Ekonometriyi çok zor görmemizin bir nedeni, bu konuyu aldığımız batı ülkelerinin kaynaklarında konunun yeterince iyi anlatılamamış olması ve bir gizem taşımasıydı.” Bulutay ve Uygur (2004, s. 2). 1950’lerde ekonometri yöntemlerini anlatan birçok ders kitabı anlaşılır yayınlar değildi.” Bulutay’a göre, büyük olasılıkla ders kitabı yazanlar konuyu kendileri de iyi anlamamıştı.

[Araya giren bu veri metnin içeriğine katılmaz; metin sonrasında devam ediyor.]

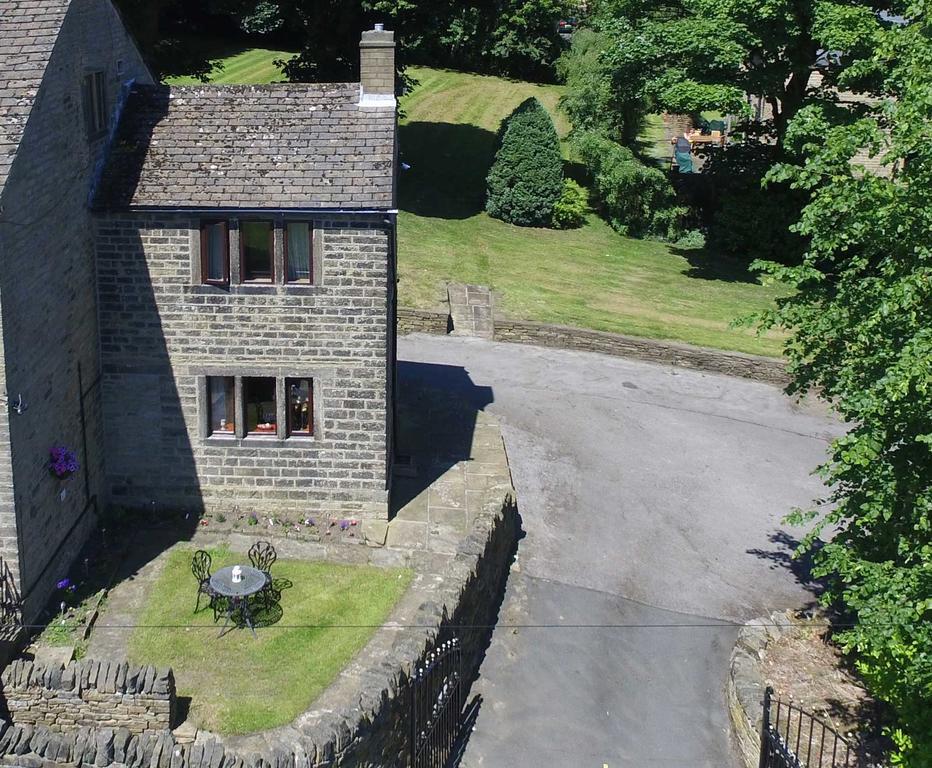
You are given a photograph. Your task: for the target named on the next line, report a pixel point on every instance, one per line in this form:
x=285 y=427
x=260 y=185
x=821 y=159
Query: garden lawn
x=240 y=684
x=591 y=277
x=253 y=66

Ancak Bulutay, Jack Johnston’ın (1963) kitabını diğerlerinden çok ayrı bir yere koyuyor. “Bu kitabı neredeyse tanrı göndermişti ve ekonometriyi anlamakta ve uygulamakta en çok yararlandığım kaynak oldu.” Bulutay ve Uygur (2004, s. 3)
Bulutay anlatıyor: “Ekonometriyi ve diğer yöntemleri sonunda öğrendik ama, 1970’lerde bu yöntemlerin öyle ülkenin sorunlarını çözecek aletler olmadığını, ancak sorunları anlamaya yardımcı olabileceklerini anladık. Bunları öğrenmek elbette gerekliydi.
Anladığımız, bedava yemek yoktu; sorunları çözmek için asıl gerekenler fiziki sermaye birikimi, tasarruf ve daha da önemlisi beşeri sermaye birikimi, yani iyi bir eğitim sistemi idi. Bunun üzerine daha çok büyüme çalışmaya başladık.”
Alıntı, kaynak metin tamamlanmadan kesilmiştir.